Les quartiers articulés autour du Cantersteen sont au centre des loisirs des élites à Bruxelles à la fin du siècle des Lumières. Mais dans des parcs de la ville se pratique aussi la chasse, la marche à pied est une tendance émergente et les progrès accomplis en matière de pavage des routes incitent à se déplacer davantage « en province » (1760-1790)
Où vit-on, que fait-on, comment se déplace-t-on, où se rend-on quand on appartient aux classes sociales les plus aisées dans la Bruxelles des dernières décennies du XVIIIè siècle ? Sans surprise – car est-ce tellement différent aujourd’hui ? –, les réponses à ces questions font rapidement ressortir une distribution de l’espace urbain entre ceux qui appartiennent à la haute société et les autres.

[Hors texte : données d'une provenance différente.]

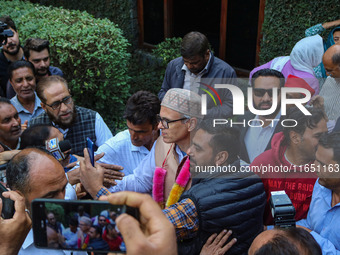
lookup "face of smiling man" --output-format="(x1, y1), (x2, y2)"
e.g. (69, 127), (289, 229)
(41, 82), (76, 129)
(0, 103), (21, 149)
(10, 67), (36, 102)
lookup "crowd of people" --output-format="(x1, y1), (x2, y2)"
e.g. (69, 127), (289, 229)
(0, 13), (340, 255)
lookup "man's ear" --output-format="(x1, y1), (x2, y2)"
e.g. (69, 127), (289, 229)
(188, 118), (197, 132)
(215, 151), (229, 166)
(289, 131), (301, 144)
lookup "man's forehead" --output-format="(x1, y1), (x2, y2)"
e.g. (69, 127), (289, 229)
(160, 105), (182, 118)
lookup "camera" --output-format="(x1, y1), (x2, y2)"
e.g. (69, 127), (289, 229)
(270, 190), (295, 228)
(0, 21), (14, 46)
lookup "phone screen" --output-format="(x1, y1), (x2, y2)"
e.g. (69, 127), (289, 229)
(0, 183), (14, 219)
(32, 199), (138, 253)
(86, 137), (94, 166)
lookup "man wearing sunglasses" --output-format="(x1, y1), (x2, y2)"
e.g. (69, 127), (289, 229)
(238, 69), (285, 163)
(8, 60), (44, 125)
(30, 75), (112, 156)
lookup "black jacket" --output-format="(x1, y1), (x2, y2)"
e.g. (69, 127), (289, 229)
(178, 161), (266, 255)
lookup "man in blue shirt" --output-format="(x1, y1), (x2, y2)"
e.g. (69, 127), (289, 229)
(96, 91), (161, 175)
(296, 132), (340, 254)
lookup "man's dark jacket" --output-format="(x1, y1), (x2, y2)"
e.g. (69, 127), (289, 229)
(158, 53), (237, 118)
(178, 160), (266, 255)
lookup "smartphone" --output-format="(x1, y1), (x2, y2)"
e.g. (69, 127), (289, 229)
(31, 198), (139, 253)
(86, 137), (94, 166)
(0, 183), (14, 219)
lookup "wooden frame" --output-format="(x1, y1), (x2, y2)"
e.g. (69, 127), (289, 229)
(137, 0), (266, 66)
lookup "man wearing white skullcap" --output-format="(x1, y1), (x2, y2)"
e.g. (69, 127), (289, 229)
(85, 88), (202, 207)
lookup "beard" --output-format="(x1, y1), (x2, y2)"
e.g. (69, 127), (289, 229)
(46, 105), (77, 130)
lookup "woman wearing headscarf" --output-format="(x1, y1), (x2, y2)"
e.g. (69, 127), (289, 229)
(305, 19), (340, 78)
(249, 35), (324, 95)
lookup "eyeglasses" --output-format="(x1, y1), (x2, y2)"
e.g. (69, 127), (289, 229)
(157, 114), (188, 129)
(253, 89), (280, 97)
(44, 95), (72, 110)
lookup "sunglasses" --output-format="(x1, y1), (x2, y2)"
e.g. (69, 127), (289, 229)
(253, 89), (280, 97)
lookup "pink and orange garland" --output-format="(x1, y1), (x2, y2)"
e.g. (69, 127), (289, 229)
(152, 157), (190, 209)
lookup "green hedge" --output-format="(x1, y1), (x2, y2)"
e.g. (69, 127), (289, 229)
(260, 0), (340, 64)
(30, 0), (138, 47)
(0, 0), (130, 129)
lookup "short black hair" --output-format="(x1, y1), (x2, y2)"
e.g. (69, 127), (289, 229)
(283, 106), (327, 145)
(0, 15), (18, 32)
(68, 217), (78, 227)
(8, 60), (35, 79)
(124, 90), (161, 126)
(0, 97), (12, 105)
(251, 68), (285, 88)
(319, 131), (340, 164)
(181, 31), (210, 58)
(20, 124), (53, 150)
(332, 52), (340, 66)
(24, 38), (50, 60)
(198, 118), (241, 163)
(254, 228), (322, 255)
(6, 148), (53, 194)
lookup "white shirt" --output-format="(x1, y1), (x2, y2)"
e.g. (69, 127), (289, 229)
(244, 111), (281, 163)
(109, 141), (185, 194)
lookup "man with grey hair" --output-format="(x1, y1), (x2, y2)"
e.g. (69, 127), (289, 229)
(82, 88), (202, 207)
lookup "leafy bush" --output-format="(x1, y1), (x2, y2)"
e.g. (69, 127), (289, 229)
(152, 37), (182, 66)
(130, 38), (182, 95)
(260, 0), (339, 64)
(30, 0), (138, 47)
(0, 0), (130, 129)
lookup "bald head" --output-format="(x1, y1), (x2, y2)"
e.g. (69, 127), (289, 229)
(248, 228), (322, 255)
(6, 148), (67, 208)
(322, 44), (340, 78)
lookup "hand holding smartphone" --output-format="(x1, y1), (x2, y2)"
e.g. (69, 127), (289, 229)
(32, 199), (138, 252)
(86, 137), (94, 166)
(0, 183), (14, 219)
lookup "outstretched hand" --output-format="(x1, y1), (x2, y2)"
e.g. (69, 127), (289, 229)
(0, 191), (32, 255)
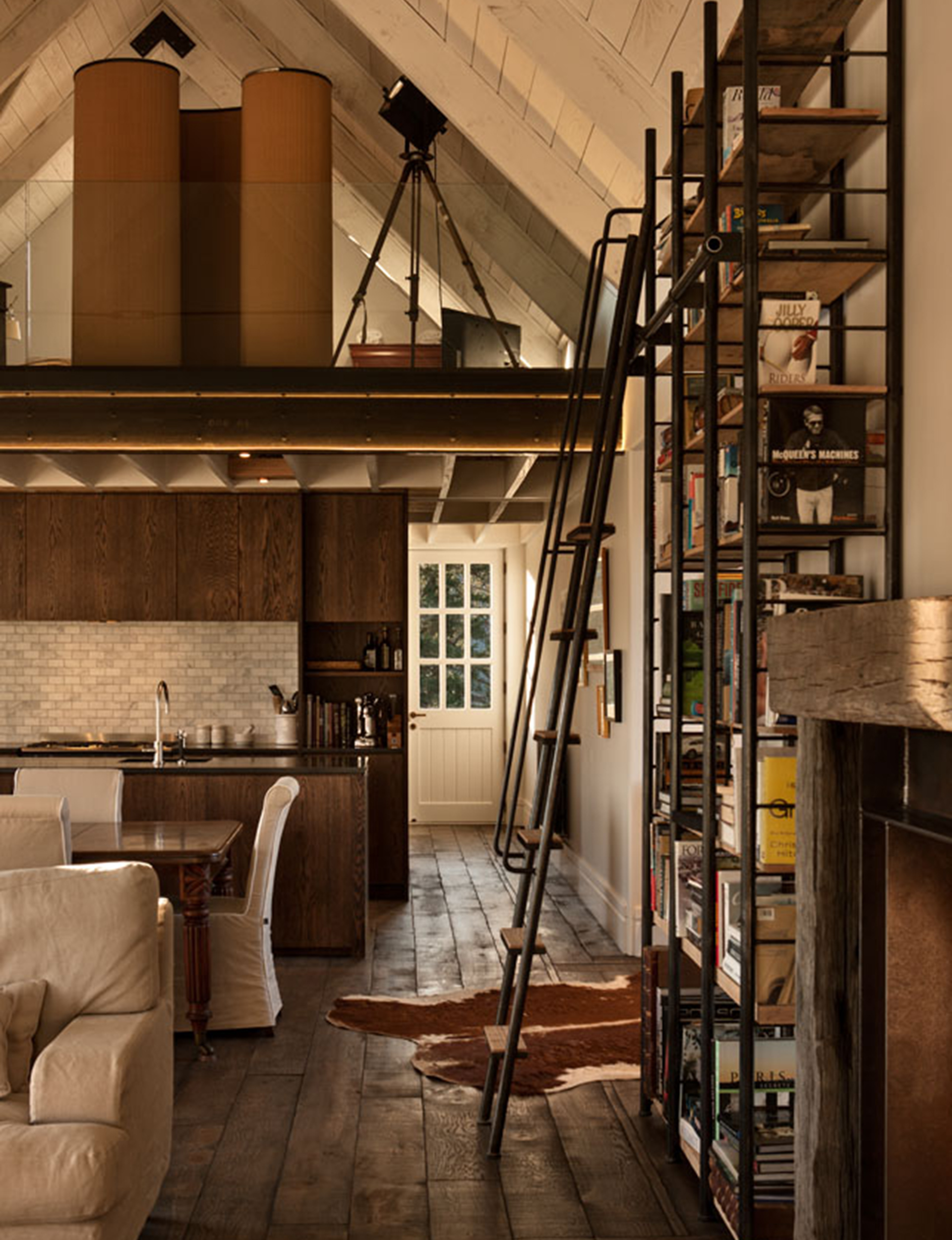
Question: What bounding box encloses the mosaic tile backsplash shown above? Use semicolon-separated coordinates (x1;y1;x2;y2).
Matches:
0;621;298;745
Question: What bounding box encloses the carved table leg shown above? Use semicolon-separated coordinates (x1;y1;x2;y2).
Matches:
180;863;215;1055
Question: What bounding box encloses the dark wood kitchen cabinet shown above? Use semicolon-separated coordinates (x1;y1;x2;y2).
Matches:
0;495;26;620
101;495;176;620
175;495;239;620
301;491;409;900
26;495;108;620
238;495;301;621
25;495;175;620
304;493;407;625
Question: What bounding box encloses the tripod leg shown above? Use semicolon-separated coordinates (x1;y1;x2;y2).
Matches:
421;164;520;370
331;163;413;366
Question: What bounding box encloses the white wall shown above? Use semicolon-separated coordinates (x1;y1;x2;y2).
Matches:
902;0;952;598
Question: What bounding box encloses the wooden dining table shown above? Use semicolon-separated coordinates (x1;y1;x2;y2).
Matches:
72;818;244;1056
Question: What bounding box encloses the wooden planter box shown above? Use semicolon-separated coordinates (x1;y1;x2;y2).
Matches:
350;345;443;370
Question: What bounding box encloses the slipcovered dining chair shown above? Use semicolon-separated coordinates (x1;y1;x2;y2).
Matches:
175;775;301;1032
0;796;73;870
14;766;123;823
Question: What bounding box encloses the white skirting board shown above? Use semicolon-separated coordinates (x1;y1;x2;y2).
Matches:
553;846;640;956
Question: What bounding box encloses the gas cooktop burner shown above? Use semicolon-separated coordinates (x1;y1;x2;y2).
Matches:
20;739;150;754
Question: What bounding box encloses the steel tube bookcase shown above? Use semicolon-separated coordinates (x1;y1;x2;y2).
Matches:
635;0;904;1240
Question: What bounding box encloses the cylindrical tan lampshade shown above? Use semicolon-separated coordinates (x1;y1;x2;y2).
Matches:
181;108;242;366
73;60;181;366
242;69;334;366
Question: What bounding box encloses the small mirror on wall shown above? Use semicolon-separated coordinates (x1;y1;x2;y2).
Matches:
605;650;622;723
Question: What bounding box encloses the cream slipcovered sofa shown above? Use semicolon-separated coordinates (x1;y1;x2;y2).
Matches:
0;863;173;1240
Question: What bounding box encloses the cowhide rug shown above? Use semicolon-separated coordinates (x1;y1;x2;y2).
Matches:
327;974;641;1094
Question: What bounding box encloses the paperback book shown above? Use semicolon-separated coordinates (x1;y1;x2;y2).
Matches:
721;86;780;164
761;396;868;526
758;295;821;387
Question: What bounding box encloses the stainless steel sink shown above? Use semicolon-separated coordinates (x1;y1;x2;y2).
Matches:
119;754;212;768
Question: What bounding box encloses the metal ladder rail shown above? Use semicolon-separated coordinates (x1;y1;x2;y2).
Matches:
492;207;641;873
478;221;642;1123
488;203;654;1156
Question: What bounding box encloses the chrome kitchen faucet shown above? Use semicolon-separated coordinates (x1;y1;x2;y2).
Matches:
153;681;169;766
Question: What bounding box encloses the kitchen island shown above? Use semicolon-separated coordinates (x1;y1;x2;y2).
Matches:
0;750;368;956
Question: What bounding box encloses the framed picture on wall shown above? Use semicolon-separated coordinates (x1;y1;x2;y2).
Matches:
588;547;611;664
605;650;621;723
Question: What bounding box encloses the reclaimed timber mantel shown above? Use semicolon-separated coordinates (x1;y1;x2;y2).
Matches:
768;598;952;732
768;598;952;1240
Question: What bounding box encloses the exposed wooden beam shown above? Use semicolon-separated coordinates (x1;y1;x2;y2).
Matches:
228;453;295;483
0;0;88;91
320;0;606;253
490;454;539;526
433;453;456;526
0;453;35;490
486;0;671;160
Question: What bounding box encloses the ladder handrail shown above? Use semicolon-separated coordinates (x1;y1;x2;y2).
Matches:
492;207;642;873
481;170;654;1155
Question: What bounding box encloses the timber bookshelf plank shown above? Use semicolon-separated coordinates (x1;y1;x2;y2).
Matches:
664;0;863;174
687;108;880;232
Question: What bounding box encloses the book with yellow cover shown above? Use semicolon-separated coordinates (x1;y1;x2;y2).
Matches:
758;748;797;866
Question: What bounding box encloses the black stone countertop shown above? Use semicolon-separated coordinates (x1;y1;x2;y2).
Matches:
0;749;367;775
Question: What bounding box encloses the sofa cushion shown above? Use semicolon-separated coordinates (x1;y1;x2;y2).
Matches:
0;1090;30;1125
0;862;159;1053
0;981;46;1098
0;1123;129;1227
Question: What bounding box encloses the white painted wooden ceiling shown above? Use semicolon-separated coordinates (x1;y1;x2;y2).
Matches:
0;451;588;531
0;0;740;528
0;0;738;350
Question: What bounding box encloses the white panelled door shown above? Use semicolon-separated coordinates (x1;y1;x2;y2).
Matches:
407;551;506;822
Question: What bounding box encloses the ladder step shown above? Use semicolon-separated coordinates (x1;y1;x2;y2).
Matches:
516;827;565;852
565;521;615;546
482;1024;530;1059
533;731;582;745
500;927;545;956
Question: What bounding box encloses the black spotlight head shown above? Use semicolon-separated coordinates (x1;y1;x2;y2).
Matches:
381;77;446;151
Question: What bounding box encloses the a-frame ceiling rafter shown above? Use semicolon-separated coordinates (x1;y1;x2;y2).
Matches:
201;0;582;336
168;0;565;365
325;0;625;253
0;0;580;362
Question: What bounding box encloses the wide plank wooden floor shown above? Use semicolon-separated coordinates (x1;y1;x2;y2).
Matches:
141;827;725;1240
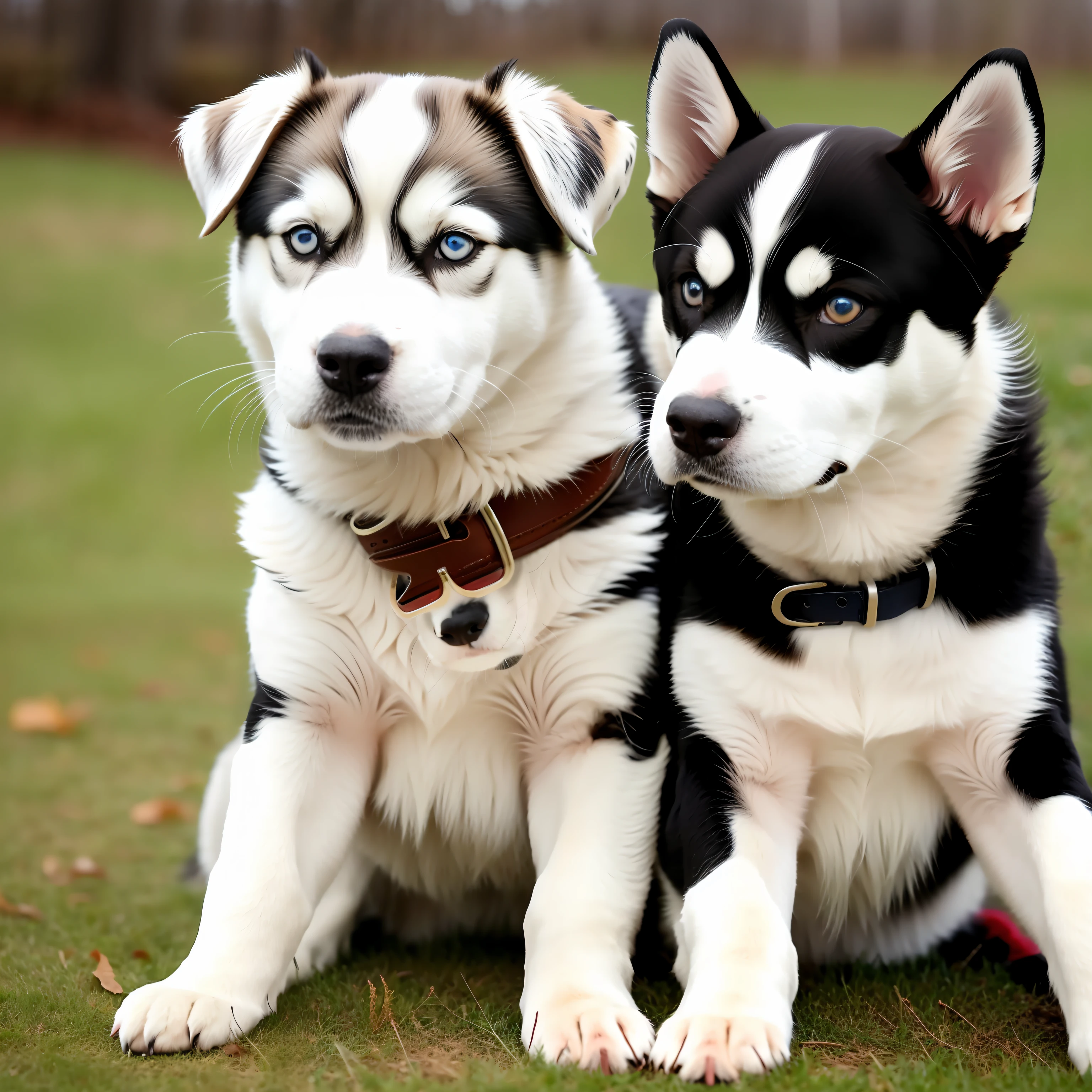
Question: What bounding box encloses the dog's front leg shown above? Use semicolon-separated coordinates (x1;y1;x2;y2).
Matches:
520;739;666;1072
652;736;809;1084
113;702;373;1054
929;709;1092;1072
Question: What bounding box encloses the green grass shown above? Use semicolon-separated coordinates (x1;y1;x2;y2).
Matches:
0;65;1092;1090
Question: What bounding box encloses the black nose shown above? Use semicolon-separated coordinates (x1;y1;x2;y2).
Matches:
667;394;739;459
318;334;391;397
440;600;489;644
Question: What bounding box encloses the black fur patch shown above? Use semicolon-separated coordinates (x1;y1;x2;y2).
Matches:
482;57;515;95
659;704;742;892
1006;629;1092;807
242;678;288;744
295;46;330;83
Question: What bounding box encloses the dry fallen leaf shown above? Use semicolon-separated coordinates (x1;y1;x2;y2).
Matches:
42;855;72;887
69;856;106;880
0;894;42;922
91;948;124;994
8;698;90;735
129;796;190;827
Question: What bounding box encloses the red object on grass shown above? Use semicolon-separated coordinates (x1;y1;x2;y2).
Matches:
974;910;1040;962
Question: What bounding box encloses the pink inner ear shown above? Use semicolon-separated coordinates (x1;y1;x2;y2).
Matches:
649;34;739;201
922;63;1036;241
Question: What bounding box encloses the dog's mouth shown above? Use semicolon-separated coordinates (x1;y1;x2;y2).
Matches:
816;459;850;485
679;459;850;492
311;401;398;441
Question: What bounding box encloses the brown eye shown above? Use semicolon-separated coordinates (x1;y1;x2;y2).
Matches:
819;296;864;327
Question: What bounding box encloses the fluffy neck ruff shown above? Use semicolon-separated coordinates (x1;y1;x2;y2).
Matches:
251;252;639;523
722;305;1026;584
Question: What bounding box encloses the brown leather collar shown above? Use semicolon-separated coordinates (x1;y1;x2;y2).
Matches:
350;445;633;617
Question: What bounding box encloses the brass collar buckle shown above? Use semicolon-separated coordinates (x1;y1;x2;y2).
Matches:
770;557;937;629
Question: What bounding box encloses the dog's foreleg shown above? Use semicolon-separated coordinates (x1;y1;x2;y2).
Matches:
930;729;1092;1071
520;739;667;1072
652;729;809;1083
115;709;373;1054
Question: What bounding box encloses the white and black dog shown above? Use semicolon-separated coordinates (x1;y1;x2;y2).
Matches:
113;52;667;1070
648;21;1092;1083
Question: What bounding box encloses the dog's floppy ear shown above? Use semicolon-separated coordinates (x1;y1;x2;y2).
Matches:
483;61;637;255
888;49;1046;249
178;49;327;237
646;18;767;204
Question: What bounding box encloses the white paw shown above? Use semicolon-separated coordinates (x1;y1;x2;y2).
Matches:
652;1015;789;1084
110;982;264;1054
523;996;655;1074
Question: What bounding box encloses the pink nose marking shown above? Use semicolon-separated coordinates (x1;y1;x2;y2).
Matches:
697;371;728;398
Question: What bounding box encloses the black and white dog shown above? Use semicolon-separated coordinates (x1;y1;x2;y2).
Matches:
648;21;1092;1083
113;54;667;1070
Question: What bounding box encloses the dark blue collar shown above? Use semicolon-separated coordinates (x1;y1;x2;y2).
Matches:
770;557;937;628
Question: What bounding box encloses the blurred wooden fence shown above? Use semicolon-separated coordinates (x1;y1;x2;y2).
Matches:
0;0;1092;111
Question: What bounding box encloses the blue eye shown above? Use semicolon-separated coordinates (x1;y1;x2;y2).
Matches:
819;296;864;327
682;276;706;307
288;227;319;255
439;231;474;262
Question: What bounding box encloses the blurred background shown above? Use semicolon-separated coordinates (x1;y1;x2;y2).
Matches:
0;0;1092;130
0;0;1092;1088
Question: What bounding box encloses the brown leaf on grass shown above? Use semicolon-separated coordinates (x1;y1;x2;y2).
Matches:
0;894;42;922
129;796;190;827
69;856;106;880
8;697;90;736
91;948;124;994
42;855;106;887
42;855;72;887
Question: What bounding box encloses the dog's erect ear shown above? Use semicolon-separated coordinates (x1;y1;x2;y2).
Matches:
482;61;637;255
646;18;767;203
888;49;1046;242
178;49;327;236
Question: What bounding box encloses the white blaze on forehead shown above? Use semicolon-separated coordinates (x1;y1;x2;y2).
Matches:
343;76;430;236
398;168;500;247
695;227;736;288
269;167;353;238
785;247;834;299
748;133;827;277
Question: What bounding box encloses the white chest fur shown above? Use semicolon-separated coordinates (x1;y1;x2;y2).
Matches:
674;603;1049;935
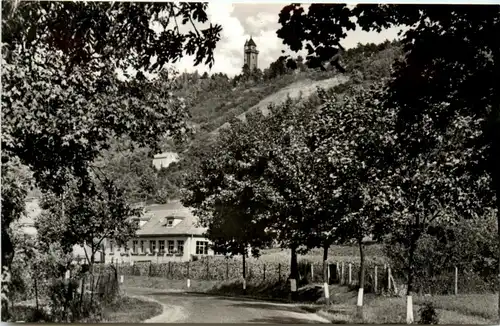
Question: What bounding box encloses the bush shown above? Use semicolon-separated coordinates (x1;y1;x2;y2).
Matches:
419;302;439;325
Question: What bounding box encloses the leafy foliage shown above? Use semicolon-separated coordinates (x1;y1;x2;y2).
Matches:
2;1;222;72
36;179;141;266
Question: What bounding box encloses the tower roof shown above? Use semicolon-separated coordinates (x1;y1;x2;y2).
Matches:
245;36;257;46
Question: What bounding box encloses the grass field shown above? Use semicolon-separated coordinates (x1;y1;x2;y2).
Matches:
101;296;163;323
124;276;498;324
318;295;498;324
230;244;387;264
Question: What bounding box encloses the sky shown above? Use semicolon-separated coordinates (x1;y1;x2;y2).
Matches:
173;2;399;77
117;1;400;77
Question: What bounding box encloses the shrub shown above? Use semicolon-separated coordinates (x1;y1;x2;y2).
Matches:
419;302;439;325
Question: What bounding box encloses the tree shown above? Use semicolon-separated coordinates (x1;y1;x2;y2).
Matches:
278;5;500;322
310;82;396;314
182;113;272;289
2;1;221;72
36;176;141;272
2;1;221;318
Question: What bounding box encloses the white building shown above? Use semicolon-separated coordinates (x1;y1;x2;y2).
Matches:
105;201;214;263
153;152;179;170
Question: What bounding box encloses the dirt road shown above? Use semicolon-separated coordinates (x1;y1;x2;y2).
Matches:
126;288;329;324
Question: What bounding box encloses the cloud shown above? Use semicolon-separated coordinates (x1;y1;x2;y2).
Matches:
119;2;399;77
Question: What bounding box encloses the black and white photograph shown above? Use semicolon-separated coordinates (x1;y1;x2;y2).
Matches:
0;0;500;325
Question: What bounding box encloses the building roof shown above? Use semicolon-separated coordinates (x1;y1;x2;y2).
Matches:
245;36;257;46
137;200;207;236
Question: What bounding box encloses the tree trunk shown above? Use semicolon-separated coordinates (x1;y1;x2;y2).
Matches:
323;243;330;304
356;237;365;319
496;190;500;324
406;227;419;324
290;245;299;301
490;40;500;324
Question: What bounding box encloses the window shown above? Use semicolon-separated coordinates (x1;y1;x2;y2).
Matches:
159;240;165;253
196;241;208;255
168;240;174;254
177;240;184;255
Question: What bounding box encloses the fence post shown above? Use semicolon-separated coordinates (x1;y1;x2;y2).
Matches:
340;262;345;285
326;263;331;284
387;266;391;292
207;257;210;280
187;260;191;289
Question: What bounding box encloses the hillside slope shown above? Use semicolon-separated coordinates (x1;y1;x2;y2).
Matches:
211;75;349;135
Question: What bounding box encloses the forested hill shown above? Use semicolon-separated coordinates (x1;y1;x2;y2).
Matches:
95;42;402;203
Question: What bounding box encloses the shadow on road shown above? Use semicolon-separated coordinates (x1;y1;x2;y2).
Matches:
249;317;326;324
232;302;305;313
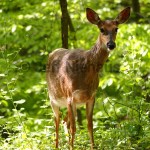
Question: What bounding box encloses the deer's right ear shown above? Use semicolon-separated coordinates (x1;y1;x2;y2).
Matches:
86;8;101;25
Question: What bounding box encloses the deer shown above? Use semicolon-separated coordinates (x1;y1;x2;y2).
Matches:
46;7;130;150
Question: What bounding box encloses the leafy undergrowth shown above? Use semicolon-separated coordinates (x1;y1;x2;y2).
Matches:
0;1;150;150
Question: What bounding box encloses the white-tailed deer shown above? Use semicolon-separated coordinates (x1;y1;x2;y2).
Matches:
46;7;130;149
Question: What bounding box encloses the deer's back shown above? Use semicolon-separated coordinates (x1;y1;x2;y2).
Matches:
47;49;98;106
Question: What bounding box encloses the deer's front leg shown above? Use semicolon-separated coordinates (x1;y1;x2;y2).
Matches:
86;99;95;149
67;99;76;150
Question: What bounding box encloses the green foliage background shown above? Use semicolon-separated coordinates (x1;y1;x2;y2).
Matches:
0;0;150;150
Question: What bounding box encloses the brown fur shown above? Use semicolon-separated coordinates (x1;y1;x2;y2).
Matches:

Pour son mémoire de master en histoire présenté à l’ULB, Elodie Basso a quantifié et traité cartographiquement les données contenues dans les journaux personnels, les carnets, les mémoires ou la correspondance de six membres de l’élite ayant résidé dans la capitale économique, culturelle et politique des Pays-Bas autrichiens [1]. Résidant majoritairement à l’est de la Senne ou au sud-est de l’enceinte, les auteurs de ces ego-documents, quand ils se déplacent, se rendent pour l’essentiel dans les quartiers articulés autour du Cantersteen où la chercheuse voit le centre de « la probable carte mentale des élites » . C’est le lieu du luxueux hôtel d’Angleterre, des belles boutiques et des marchés, de la sociabilité et aussi de nombre d’activités professionnelles. Autour, dans un rayon d’environ 600 mètres, se trouvent la collégiale Sainte-Gudule, la Grand-Place et le palais du gouverneur général Charles de Lorraine. The places to be, dirait-on de nos jours… La palme revient sans doute au théâtre de la Monnaie, que fréquentent les auteurs des six sources analysées. « Son activité était si intense, rapporte Elodie Basso, qu’un règlement de circulation fut établi à ses alentours en raison du désordre provoqué par les carrosses des spectateurs » . Les pics de circulation se situent entre 9 et 10 heures du matin pour le travail, le culte, la promenade ou le shopping, entre 18 heures et 18 heures 30 sur les voies conduisant aux théâtres, aux salons ou aux dîners des nombreux notables qui tiennent table ouverte. Il fait calme entre 13-14 heures et 16 heures, temps du repas de midi volontiers prolongé. Après 18 heures, aucun déplacement pédestre de membres de la bonne société n’est recensé: la réputation d’insécurité des rues est bien établie.